Dans le village de Kayodé, 30% ont un taux au-dessus de 12µg/g, donc nettement supérieur à la limite de 10µg/g fixée par l’OMS, et plus de 50% sont supérieurs à 10µg/g.
Dans les villages de Twenké et Taluwen les taux sont essentiellement compris entre 8µg/g et 10µg/g.
L’enquête conjointe sur les habitudes alimentaires des personnes prélevées confirme aussi le lien direct entre la consommation de poisson et la concentration de mercure dans les cheveux. Ainsi les dosages les plus faibles concernent les personnes ayant une nourriture plus variée donc moins dépendante du poisson.
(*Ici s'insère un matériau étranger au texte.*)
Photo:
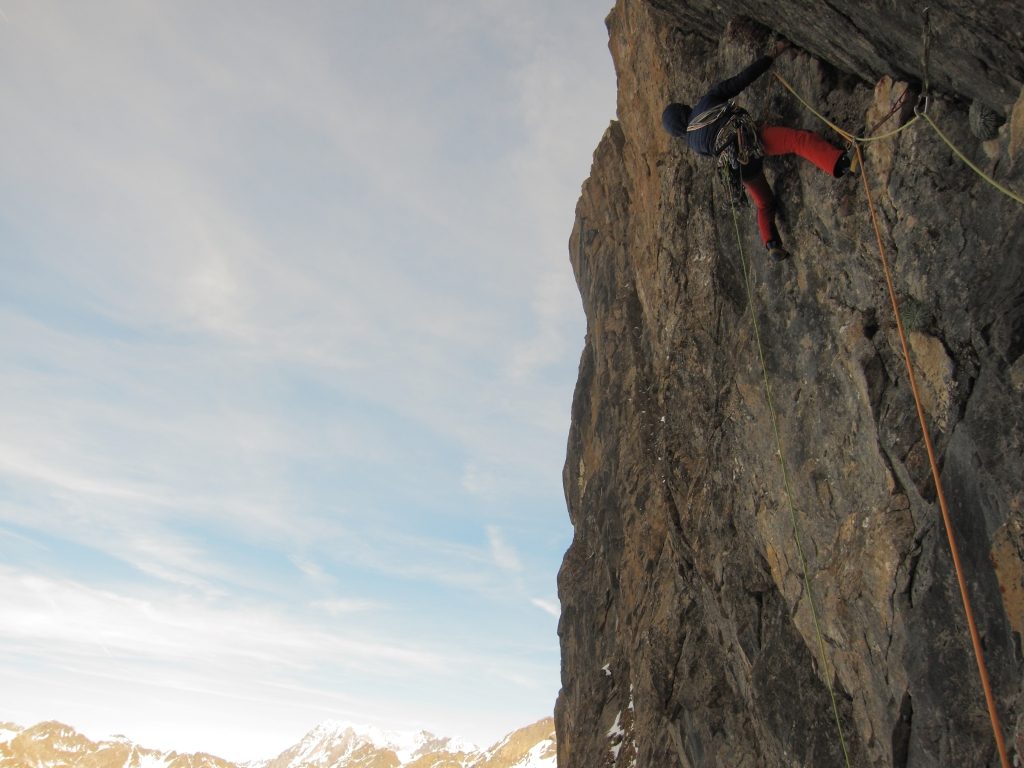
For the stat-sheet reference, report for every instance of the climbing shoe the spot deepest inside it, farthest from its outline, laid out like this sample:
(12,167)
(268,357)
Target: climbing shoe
(848,164)
(776,251)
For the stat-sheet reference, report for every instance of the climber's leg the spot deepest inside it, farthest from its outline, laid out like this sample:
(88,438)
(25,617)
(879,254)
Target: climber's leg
(808,144)
(759,190)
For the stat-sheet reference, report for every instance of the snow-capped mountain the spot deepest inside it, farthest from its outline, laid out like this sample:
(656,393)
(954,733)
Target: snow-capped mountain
(333,744)
(53,744)
(330,744)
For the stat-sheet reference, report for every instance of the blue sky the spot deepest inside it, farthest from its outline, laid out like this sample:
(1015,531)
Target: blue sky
(289,341)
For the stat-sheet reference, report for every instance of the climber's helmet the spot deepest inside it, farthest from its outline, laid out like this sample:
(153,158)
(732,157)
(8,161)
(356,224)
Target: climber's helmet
(675,118)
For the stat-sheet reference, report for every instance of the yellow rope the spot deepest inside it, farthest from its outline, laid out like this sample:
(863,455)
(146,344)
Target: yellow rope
(1006,190)
(841,131)
(788,486)
(965,597)
(947,521)
(865,139)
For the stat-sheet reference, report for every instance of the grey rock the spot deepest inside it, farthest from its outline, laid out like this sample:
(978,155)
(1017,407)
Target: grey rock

A la vue de ces résultats, il s’avère aussi que les mesures de prévention préconisées par les autorités sanitaires visant à ne pas consommer de poissons carnassiers (aïmara, piraïe, huluwi, mitala, agonosu) sont inapplicables car les besoins alimentaires ne peuvent être couverts par les espèces les moins contaminées et le gibier dans cette région est décimé par les orpailleurs clandestins.
Conclusion :
L’imprégnation mercurielle des populations du Haut-Maroni n’a pas régressé et les risques de voir se développer les mêmes pathologies qu’à Minamata sont toujours présents.
La neurotoxicité du méthylmercure a de graves conséquences sur la santé des personnes exposées et plus particulièrement chez les jeunes enfants qui sont beaucoup plus sensibles. Ceux-ci peuvent souffrir de lésions plus diffuses et étendues, entre autres, des retards psycho-moteurs et des altérations du champ visuel.
De même le méthymercure est foetotoxique, ce qui explique le nombre anormal de malformations néonatales et de grossesses non abouties dans les villages les plus touchés par le mercure.
L’analogie entre les victimes du mercure à Minamata et les populations amérindiennes du Haut-Maroni est forte et le pire est à venir car il est à craindre que de nombreux décès en ‘pays indien’ ne soient imputables à l’imprégnation mercurielle.